What is misleading, it seems to me, is at least in some cases relative, just like time and motion. I don’t mean “relative” in the sense of “there is no answer,” but rather that it depends on the context of all entities involved. That is, what a Trump supporter might call “misleading” may be considered simply “leading” by a Vox aficionado.

As Antonio Badia writes in The Information Manifold, automated systems in principle cannot solve this problem. Algorithms can deal only with information on the syntactic level, but identifying misinformation requires semantic and pragmatic capabilities. Algorithms can approach these levels if they are given syntactic surrogates for semantic/pragmatic concepts. A perfect surrogate would allow the detection of relevant, say, articles, with no false positives and no false negatives. It is clear that today’s surrogates are far from perfect—a recent example is seen in automatic content moderation flagging many false positives. And it’s not just that we have more improvements to make to our algorithms. It may simply be that no perfect (or even near-perfect) surrogates exist for certain abstract concepts. As Badia writes:

We have to be prepared that no such surrogates exist. … The lack of perfect surrogates entails that there will always be “backdoors” [to the algorithms we have in place] that a determined, smart human (living naturally on the semantic and pragmatic level) can exploit.
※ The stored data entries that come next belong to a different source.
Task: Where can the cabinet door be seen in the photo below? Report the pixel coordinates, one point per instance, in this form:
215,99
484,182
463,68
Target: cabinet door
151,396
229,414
Antonio Badia, The Information Manifold

Misinformation is rampant, but it’s not the only thing. We humans simply aren’t the best reasoners. Many people are pointing out that this pandemic is showing that we are not good at understanding exponential growth. But it’s also becoming clear that we are not good at understanding anything said by people who disagree with us politically, that we have amazingly short memories, that we entertain all manner of superstition, and on and on. So while efforts to curb misinformation are noble, I fear that they are misguided. At best, they are attacking only a small part of a much bigger issue; at worst they are using the wrong tools for the job. Perhaps, as Badia writes, we shouldn’t focus so much on detecting misinformation automatically. Rather:

The real question is, what caused the misinformation to be produced in the first place? This should be our concern, whether the information is produced by an algorithm or a person.

Antonio Badia, The Information Manifold

That, it would seem, is a different kind of enterprise, and its solution is more about education and dialogue than automatic filtering. Automated systems certainly have a place in human–computer systems, but we should not make the mistake of thinking they can work alone.